For instance, to prevent pulmonary embolism, nurses in high-risk departments must spend considerable time each day assessing the risk of lower extremity venous thromboembolism for every inpatient. With the integration of AI, not only is a significant amount of nursing time saved, but more importantly, the system can issue early warnings when patients are at risk of developing venous thromboembolism, prompting physicians to intervene. Furthermore, it can recommend treatment options for clinical reference following the alert.
“The final step is implementation. Although many artificial intelligence technologies remain confined to the laboratory stage and are not yet applicable in clinical settings, only by starting with small, targeted entry points can we continuously improve healthcare efficiency, help alleviate, and gradually resolve the scarcity of high-quality medical resources in China,” said Zhang Shaodian.
Today, SYNYI·AI has completed its second year of operations. This AI enterprise started with medical data, focusing on medical data governance, medical data mining, and medical natural language processing. For scientific research, it provides doctors with an integrated research platform to enhance the capabilities of precision medicine research. For clinical practice, it offers a clinical diagnosis and treatment decision support system to standardize doctors' behaviors in the workflow. For management, it provides hospital administrators and medical affairs departments with an in-hospital disease quality control platform to optimize the allocation of medical resources within hospitals and improve healthcare quality.

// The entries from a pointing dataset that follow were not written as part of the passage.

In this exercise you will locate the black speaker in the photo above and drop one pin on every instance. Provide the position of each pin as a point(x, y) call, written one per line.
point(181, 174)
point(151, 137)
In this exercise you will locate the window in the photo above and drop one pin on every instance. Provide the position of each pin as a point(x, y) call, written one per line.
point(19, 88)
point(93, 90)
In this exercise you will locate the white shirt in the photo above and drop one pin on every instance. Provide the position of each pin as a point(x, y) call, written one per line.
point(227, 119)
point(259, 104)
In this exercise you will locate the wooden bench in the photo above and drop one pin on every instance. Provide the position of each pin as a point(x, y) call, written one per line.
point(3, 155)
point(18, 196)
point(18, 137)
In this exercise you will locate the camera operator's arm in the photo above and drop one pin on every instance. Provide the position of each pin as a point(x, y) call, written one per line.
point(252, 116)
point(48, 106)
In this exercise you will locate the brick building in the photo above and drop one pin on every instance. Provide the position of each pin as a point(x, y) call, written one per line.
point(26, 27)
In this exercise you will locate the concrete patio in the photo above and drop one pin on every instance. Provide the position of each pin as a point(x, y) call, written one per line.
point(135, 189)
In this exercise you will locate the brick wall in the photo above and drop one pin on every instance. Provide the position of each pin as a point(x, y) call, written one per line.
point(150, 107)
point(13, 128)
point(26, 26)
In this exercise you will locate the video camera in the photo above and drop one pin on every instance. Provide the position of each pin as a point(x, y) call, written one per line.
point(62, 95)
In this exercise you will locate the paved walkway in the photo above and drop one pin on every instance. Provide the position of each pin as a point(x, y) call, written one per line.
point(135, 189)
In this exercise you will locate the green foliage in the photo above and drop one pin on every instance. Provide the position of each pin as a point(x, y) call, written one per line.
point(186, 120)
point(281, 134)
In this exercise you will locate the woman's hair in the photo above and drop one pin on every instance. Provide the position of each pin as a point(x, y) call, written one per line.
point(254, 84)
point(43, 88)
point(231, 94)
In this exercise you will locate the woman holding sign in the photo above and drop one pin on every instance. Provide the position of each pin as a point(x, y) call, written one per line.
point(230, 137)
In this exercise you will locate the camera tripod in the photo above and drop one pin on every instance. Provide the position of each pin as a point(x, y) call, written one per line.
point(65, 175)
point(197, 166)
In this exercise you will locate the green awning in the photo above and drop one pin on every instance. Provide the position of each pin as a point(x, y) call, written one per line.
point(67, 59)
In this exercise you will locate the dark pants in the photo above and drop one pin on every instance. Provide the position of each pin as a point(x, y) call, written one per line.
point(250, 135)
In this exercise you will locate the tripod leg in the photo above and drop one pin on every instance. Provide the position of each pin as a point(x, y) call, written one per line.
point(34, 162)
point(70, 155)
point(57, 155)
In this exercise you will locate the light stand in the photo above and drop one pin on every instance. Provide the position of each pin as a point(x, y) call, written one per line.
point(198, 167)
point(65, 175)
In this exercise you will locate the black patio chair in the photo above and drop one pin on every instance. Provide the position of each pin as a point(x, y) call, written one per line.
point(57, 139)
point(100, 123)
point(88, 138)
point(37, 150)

Currently, SYNYI·AI’s products have been deployed in nearly 30 Grade A tertiary hospitals. Renowned institutions such as Shanghai Children’s Medical Center, Shanghai Tenth People’s Hospital, Shanghai Chest Hospital, and Children’s Hospital of Fudan University have all established partnerships with SYNYI·AI.

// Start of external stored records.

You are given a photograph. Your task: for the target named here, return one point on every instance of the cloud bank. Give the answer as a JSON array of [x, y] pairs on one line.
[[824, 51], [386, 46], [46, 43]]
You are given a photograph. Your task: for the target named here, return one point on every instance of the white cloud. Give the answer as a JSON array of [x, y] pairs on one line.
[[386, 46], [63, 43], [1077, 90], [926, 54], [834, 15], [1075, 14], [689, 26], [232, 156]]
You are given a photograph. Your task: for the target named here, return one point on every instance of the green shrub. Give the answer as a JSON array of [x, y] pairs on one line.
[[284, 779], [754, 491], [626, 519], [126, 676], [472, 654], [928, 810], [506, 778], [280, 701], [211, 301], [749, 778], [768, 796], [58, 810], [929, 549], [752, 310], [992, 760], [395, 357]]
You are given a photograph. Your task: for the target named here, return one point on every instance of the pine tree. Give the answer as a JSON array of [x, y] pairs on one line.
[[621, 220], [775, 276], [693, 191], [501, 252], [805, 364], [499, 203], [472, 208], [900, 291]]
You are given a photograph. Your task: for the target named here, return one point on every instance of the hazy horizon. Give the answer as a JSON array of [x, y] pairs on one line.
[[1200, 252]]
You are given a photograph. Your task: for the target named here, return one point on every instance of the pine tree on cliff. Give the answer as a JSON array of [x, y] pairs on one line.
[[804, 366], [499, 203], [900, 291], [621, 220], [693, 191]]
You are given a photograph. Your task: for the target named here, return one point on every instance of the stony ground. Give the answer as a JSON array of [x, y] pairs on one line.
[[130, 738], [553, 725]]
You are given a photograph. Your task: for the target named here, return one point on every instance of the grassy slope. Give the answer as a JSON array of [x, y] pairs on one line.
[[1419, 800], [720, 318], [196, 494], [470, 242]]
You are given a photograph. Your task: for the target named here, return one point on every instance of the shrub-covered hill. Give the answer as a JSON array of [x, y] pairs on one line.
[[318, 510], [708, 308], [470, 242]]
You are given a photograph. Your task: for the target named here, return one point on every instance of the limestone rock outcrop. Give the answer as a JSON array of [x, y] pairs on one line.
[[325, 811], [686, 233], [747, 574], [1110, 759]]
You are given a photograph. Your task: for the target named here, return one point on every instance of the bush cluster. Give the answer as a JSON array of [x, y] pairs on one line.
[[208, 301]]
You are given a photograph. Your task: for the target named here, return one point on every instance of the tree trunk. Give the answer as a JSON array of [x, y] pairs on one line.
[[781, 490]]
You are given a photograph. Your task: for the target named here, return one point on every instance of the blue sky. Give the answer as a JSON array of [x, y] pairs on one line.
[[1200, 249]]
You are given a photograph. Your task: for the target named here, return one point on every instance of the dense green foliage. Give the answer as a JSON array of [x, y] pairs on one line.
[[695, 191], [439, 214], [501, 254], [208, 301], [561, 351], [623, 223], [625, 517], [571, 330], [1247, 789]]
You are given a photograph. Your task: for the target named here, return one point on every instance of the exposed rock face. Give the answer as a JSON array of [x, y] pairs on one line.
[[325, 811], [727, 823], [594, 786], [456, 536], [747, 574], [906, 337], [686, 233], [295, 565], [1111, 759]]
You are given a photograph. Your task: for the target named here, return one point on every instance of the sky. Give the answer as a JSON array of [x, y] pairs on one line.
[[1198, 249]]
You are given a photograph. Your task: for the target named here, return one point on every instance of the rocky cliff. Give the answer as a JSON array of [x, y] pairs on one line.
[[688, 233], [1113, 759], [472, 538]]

To sustain its R&D leadership in the industry and deliver more robust sector-specific solutions, SYNYI·AI has engaged in deep collaboration and joint development with the Clinical Research Center of Shanghai Jiao Tong University School of Medicine, the Center for Medical Informatics at Peking University Health Science Center, the Department of Biomedical Informatics at Columbia University, and Weill Cornell Medicine. Focusing on areas such as data governance and mining, as well as medical natural language processing, the company promptly translates cutting-edge scientific achievements into practical industry applications, continuously addressing critical challenges and pain points in healthcare and leading the transformation toward smart healthcare.